29 En zoals Jesaja van tevoren gezegd heeft: Als de Heere van de hemelse legermachten ons geen nageslacht had overgelaten, zouden wij als Sodom zijn geworden en aan Gomorra gelijkgemaakt zijn geweest. 30 Wat zullen wij dan zeggen? Dit: dat de heidenen, die geen gerechtigheid hebben nagejaagd, gerechtigheid verkregen hebben, gerechtigheid echter die uit het geloof is. (Romeinen 9:25-28)
Uit de bewoording kunnen we begrijpen dat Paulus zich richt op de joden, zijn eigen volk. En hij haalt er een tekst bij uit Jesaja. Want de joden mogen er trots op zijn dat ze het uitgekozen volk zijn vanaf de belofte die God gaf aan Abraham, maar daar kunnen ze geen misbruik van maken. Het blijft altijd de genade en liefde van God en die kunnen ze niet eigen maken, het blijft altijd Gods liefde.
De tekst uit Jesaja gebruikt Paulus om aan te geven dat het allemaal niet zo vanzelfsprekend is. Het is God die er voor gezorgd heeft dat er nog een nageslacht is van Abraham. Het is God die in Zijn liefde Zich aan Zijn belofte houdt, anders was er niets overgebleven van het volk Israël.
En wat voor conclusie trekt Paulus daaruit voor de joden? De heidenen hebben gerechtigheid ontvangen door geloof. Dat wat Paulus al vanaf hoofdstuk 1 probeert uit te leggen, wil hij nogmaals benadrukken. Er is nu maar één weg en dat is de weg van het geloof, het vertrouwen op God. Vertrouwen op Gods liefde en genade, zoals men dat eigenlijk in het oude testament ook al moest doen, het is Gods keuze, het is Gods genade, het is Gods liefde, het is Gods werk en wij mogen daar op vertrouwen.
God doet, als God het niet doet dan gebeurd het niet, dan zijn wij christenen ook net zoals Sodom en Gomorra. Het is God die de kerk bij elkaar houdt, het is God die ons genade geeft. Wij kunnen het niet ons evangelie maken, het is niet onze dogma, het is God die in Zijn genade en liefde ons bij elkaar houdt en ons sterk maakt. Het is niet vanzelfsprekend.
Dat is de les die de joden moeten leren volgens Paulus.

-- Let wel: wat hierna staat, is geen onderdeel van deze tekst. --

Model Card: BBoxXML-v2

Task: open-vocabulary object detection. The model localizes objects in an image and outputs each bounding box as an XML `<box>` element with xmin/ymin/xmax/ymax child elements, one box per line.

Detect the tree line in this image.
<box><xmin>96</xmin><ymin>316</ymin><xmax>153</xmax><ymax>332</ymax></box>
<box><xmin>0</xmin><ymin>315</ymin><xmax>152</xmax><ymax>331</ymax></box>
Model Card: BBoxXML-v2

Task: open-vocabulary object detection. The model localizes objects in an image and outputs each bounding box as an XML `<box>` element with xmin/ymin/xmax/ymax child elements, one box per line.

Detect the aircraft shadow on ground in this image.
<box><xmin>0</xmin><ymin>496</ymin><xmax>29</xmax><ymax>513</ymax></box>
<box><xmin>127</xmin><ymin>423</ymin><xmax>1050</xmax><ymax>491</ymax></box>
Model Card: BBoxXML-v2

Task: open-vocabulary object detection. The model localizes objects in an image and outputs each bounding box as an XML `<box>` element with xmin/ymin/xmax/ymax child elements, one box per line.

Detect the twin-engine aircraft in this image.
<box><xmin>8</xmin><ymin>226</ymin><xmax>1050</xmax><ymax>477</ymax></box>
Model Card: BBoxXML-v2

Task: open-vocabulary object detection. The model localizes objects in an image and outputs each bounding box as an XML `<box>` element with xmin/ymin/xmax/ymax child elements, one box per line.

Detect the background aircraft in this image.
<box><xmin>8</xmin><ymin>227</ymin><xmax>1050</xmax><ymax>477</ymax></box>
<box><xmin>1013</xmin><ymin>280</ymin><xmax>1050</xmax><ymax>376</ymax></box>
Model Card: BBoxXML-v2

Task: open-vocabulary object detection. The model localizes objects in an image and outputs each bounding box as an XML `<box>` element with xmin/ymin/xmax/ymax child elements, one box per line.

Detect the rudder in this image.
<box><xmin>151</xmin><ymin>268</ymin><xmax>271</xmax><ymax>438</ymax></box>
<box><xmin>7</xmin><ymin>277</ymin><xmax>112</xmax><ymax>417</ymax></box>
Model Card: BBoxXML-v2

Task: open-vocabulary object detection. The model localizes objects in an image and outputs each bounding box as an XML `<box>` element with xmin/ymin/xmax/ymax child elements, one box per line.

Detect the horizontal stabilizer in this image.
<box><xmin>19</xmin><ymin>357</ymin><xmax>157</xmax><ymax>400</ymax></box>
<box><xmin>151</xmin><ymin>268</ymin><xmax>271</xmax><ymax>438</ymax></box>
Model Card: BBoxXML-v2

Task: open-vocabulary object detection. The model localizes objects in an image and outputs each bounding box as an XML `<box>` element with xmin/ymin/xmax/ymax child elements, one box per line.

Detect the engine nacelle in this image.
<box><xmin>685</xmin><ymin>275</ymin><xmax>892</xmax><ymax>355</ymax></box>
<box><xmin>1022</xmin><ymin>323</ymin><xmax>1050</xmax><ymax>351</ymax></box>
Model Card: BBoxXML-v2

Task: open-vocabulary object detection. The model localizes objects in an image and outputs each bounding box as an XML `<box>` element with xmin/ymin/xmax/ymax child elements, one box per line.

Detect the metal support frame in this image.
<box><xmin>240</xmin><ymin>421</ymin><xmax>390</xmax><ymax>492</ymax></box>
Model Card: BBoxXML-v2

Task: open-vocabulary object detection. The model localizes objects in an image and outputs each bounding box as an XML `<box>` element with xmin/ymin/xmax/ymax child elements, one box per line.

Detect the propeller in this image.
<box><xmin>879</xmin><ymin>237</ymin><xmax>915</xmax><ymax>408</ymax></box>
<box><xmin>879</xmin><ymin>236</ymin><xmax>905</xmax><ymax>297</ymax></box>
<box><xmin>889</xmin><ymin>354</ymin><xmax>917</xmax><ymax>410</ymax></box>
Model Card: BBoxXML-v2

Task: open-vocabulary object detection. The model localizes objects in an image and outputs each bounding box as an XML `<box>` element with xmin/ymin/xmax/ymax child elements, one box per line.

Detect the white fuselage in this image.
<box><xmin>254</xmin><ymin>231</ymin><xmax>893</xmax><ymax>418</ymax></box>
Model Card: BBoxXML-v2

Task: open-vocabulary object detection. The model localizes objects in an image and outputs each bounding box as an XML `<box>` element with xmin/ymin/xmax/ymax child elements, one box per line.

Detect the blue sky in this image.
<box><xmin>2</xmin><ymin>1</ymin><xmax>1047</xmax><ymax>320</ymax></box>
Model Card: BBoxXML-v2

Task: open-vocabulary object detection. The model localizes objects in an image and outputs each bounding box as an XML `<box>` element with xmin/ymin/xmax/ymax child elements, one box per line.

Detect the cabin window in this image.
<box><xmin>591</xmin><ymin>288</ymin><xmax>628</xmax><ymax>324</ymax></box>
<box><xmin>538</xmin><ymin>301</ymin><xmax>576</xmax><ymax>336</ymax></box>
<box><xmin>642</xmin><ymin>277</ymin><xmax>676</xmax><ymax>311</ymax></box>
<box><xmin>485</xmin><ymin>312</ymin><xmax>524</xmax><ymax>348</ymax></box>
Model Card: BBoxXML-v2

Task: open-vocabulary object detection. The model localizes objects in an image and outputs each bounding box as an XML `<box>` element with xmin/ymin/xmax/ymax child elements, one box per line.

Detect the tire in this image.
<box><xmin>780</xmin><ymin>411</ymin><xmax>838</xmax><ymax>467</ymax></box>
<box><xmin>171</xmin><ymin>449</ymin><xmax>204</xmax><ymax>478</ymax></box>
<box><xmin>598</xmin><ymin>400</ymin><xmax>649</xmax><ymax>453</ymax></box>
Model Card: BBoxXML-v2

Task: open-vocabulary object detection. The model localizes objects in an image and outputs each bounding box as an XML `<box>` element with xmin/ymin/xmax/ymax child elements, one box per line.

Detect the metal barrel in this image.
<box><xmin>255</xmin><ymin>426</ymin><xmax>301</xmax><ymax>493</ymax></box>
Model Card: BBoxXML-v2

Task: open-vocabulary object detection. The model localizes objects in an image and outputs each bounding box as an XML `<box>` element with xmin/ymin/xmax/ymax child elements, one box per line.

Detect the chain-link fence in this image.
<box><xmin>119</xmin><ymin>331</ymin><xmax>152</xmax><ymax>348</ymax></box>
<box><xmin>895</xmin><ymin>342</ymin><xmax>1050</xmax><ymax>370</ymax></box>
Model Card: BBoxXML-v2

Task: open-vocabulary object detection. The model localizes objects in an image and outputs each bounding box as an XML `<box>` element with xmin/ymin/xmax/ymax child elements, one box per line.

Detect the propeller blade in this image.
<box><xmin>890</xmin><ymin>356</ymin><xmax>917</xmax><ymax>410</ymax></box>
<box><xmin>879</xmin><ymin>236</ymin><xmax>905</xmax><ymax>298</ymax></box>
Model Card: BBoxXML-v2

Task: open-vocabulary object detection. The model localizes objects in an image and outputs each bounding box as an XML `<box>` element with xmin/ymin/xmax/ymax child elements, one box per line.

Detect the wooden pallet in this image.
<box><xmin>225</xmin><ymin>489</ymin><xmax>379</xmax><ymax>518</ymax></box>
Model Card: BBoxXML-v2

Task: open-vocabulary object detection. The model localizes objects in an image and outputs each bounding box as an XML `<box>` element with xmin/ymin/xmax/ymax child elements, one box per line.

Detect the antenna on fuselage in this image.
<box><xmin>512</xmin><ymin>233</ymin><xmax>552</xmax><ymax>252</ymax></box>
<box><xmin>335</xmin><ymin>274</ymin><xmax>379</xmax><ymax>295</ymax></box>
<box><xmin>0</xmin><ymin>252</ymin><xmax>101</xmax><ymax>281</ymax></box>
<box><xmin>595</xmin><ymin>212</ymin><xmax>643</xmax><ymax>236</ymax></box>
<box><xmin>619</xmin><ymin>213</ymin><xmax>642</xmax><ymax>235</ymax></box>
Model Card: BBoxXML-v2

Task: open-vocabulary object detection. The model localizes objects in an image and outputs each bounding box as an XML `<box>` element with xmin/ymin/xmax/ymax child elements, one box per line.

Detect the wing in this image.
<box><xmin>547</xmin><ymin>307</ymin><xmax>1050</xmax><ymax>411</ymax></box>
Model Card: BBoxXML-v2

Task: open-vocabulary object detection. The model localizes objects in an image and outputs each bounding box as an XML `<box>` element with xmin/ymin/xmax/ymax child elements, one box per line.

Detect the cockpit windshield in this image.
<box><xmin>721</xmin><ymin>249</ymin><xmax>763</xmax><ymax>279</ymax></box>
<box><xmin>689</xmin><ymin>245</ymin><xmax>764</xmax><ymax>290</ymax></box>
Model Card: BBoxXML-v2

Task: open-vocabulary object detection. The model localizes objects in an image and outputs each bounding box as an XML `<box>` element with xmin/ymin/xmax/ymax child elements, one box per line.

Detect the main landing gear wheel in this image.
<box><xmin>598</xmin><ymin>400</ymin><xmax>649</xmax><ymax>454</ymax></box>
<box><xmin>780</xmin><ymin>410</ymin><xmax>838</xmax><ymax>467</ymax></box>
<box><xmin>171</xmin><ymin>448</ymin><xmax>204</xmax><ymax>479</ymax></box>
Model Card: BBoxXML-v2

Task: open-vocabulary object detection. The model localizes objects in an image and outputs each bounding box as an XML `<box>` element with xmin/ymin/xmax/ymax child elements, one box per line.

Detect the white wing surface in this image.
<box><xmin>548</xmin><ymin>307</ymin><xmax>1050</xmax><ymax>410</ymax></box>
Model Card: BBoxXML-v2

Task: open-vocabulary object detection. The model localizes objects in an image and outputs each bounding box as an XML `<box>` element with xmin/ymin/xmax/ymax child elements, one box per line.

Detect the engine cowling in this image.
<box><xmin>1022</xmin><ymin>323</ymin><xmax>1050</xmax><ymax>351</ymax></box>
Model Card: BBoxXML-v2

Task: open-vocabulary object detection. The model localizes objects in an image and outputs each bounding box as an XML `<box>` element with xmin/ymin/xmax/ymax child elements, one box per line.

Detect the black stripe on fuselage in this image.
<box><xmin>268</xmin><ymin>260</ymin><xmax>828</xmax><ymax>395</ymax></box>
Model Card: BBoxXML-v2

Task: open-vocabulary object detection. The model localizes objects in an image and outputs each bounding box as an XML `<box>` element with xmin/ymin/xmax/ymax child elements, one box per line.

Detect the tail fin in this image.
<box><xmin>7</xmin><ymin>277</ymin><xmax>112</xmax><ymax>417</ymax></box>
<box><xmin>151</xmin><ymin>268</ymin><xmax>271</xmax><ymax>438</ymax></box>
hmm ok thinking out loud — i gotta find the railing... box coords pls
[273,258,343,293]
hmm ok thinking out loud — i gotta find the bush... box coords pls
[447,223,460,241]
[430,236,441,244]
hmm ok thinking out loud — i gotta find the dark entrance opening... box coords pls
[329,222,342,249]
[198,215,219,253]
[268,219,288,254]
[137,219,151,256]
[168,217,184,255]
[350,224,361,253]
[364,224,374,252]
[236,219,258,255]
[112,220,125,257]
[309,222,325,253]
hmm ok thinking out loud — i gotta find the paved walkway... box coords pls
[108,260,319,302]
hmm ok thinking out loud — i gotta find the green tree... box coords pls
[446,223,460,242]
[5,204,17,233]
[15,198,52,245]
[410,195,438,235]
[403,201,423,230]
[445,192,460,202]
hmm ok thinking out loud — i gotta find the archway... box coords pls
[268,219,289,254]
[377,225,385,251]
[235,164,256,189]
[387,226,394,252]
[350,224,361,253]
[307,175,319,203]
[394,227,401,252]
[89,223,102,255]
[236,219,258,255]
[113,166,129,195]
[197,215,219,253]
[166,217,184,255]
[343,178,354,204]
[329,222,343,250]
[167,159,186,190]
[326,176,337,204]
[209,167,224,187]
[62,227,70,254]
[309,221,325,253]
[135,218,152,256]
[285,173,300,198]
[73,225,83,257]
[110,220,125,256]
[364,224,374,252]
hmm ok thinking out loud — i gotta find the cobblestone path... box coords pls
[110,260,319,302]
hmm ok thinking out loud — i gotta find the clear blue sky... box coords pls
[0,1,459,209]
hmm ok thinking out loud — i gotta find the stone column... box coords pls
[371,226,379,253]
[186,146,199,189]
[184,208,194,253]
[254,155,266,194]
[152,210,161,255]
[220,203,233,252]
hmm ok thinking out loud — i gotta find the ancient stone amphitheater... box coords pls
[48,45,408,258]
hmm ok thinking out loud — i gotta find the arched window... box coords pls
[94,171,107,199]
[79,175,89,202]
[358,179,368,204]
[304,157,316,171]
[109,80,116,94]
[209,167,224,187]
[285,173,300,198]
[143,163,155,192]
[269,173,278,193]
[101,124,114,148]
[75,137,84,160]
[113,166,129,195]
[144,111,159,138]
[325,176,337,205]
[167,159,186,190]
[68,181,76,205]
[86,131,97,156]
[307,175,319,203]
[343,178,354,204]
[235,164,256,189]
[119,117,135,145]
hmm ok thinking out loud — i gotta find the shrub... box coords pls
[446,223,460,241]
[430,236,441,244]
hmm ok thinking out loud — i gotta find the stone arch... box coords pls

En nu moeten wij dat ook leren, nu wij al zolang ook tot Zijn volk horen. Het moet niet vanzelfsprekend worden, het is Gods werk dat wij er nu nog zijn, dat wij Jezus hebben leren kennen. En zo moeten wij doorgaan in ons geloof. Vertrouwen dat het Gods werk is in ons leven, het is Gods genade elke dag weer.
22 Het is de goedertierenheid van de HEERE dat wij niet omgekomen zijn, dat Zijn barmhartigheid niet opgehouden is! 23 Nieuw zijn ze, elke morgen; groot is Uw trouw! 24 Mijn deel is de HEERE, zegt mijn ziel, daarom zal ik op Hem hopen. (Klaagliederen 3:22-24)
En dat is ook wat dit vers in klaagliederen ons wil leren. Het is Gods genade en die is nieuw elke morgen. En zo moeten wij daar ook uit leven, de genade van God is nieuw elke morgen weer voor ons. Elke morgen weer mogen wij dankbaar zijn, niet dat we nog leven, maar dat Gods genade nog werkt in ons leven.